On the whole, the quality of Doonesbury hasn’t dipped much since 1970. But that doesn’t mean the strip is the same as it ever was. The artwork has gotten more detailed over the years, with stiffer, thicker lines. The politics have gotten wonkier too, moving from the general generational themes of the early days to cover more specific policies and trends. A Doonesbury Special is a capper of sorts to the strip’s initial success, before it really began to evolve.

Or at least it would be, if Doonesbury fans could actually see the special. A Doonesbury Special isn’t available on DVD or Blu-ray, and while VHS copies aren’t too hard to find, it’d take a working VCR to play them. A Doonesbury Special didn’t exactly become a television staple, either—perhaps because it belongs squarely in the era of All In The Family and the early Saturday Night Live, when frank drug humor and political jokes were more common.

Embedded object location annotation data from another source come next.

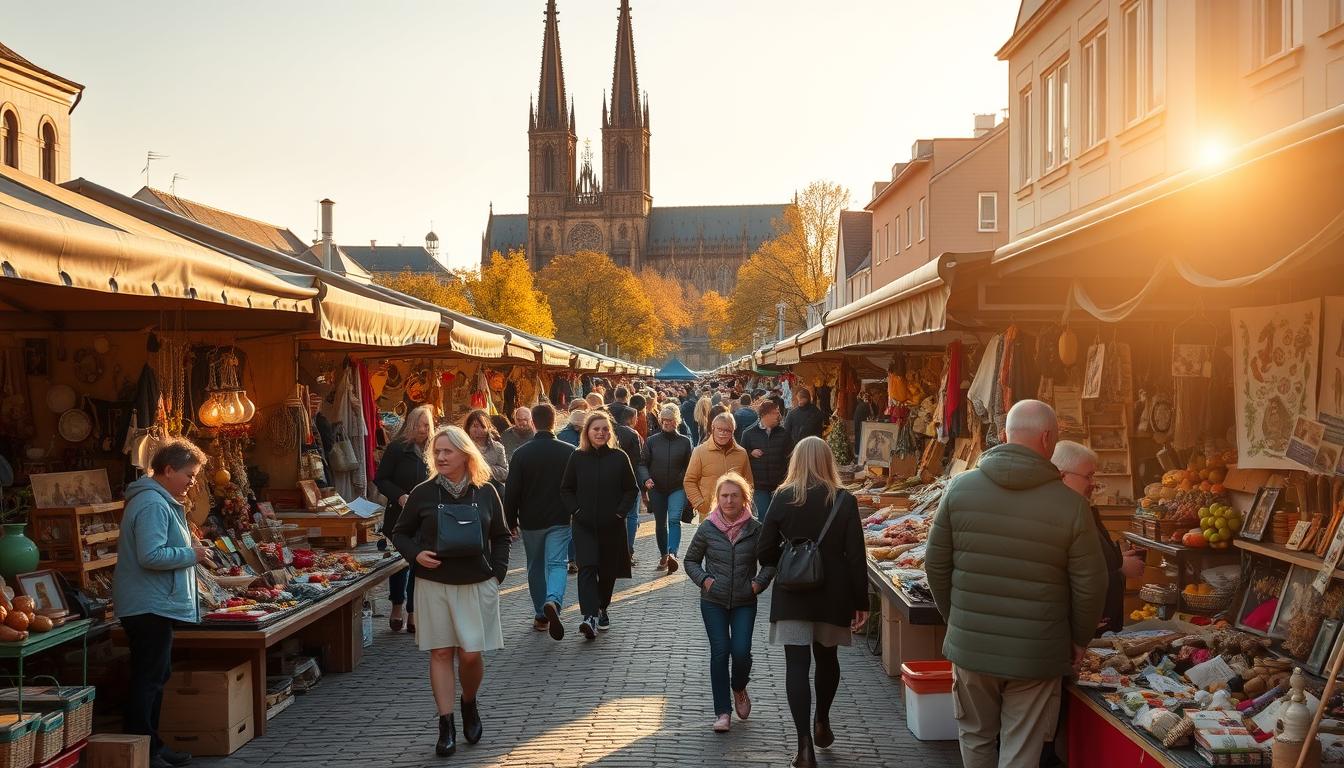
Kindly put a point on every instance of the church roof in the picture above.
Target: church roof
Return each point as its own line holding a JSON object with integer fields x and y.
{"x": 261, "y": 233}
{"x": 506, "y": 232}
{"x": 684, "y": 223}
{"x": 856, "y": 233}
{"x": 395, "y": 258}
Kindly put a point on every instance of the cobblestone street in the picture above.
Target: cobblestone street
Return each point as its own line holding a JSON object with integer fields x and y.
{"x": 636, "y": 697}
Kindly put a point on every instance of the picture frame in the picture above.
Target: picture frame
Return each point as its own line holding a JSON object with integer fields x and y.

Still, in a way that’s what makes A Doonesbury Special so much more poignant now. Intended as a document of an aging youth movement, A Doonesbury Special has instead become a document of a time when Doonesbury itself was as mainstream as M*A*S*H. Throughout the Nixon era, the so-called “silent majority” fretted that their children were rejecting their values, and that the culture was leaving social conservatives behind. Yet in 1977, on one of the biggest family weekends of the year, NBC aired a special that revealed how the new breed of radicals celebrate Christmas, play football, worry about their kids, and feel alienated from a society that keeps moving forward, just when they’re in the mood to look back.